Actually closer to France than the UK but still technically part of the UK (they’re a Crown Dependency’ in case you were wondering), the Channel Islands have a slightly undeserved reputation as a bit of a stuffy destination, full of blazered tax avoiders and elderly retirees. But in fact the islands – Jersey, Guernsey, Sark and Alderney – are a lot more interesting than you might think, with an intriguing blend of the exotic and domestic. And, hey, they’re pretty easy to reach, with lots of regular flights to the largest island, Jersey, and a whole host of things to do when you get there. Plus the nice thing is it’s not hard to get around by public transport – although of course it’s easy enough to hire a car if you’re so inclined.
Jersey, which for such a small island provides an excellent destination for
those who love to eat, not least at the fab Michelin-starred Tassili, where the
emphasis is naturally always on local produce – including the island’s God-given
Jersey potatoes, tomatoes and fantastic seafood.
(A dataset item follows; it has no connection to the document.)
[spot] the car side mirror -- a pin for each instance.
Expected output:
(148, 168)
Several big-name chefs have also opened restaurants in
Jersey, including Shaun Rankin (head chef at the seriously yummy Ormer in the
island’s capital St Helier) and Mark Jordan, whose high-end Ocean and more
basic Beach restaurants are gaining loads of fans. If you’re really serious
about food you should also check out the island’s ‘gourmet walks’ under the
direction of Remi Couriard, who can take you all over the island – and not just
on foodie walks either.
Jersey might also surprise you with its upcoming Jersey Live music festival, which this year runs overnight from the 31 August to the 1 September and is an intimate affair that’s about as far from the size and scale of Glasto as it’s possible to get. Last year they hosted Noel Gallagher, Professor Green, The Stranglers and others; this year it’s Fat Boy Slim, the Cribs and the currently ubiquitous Nile Rogers in a frankly fabulous Saturday line-up. More sedately, classical music enthusiasts could try to time their holiday in May to experience another annual island event – the Liberation Festival, held to commemorate the island’s freedom following the World War 2 invasion by the Nazis.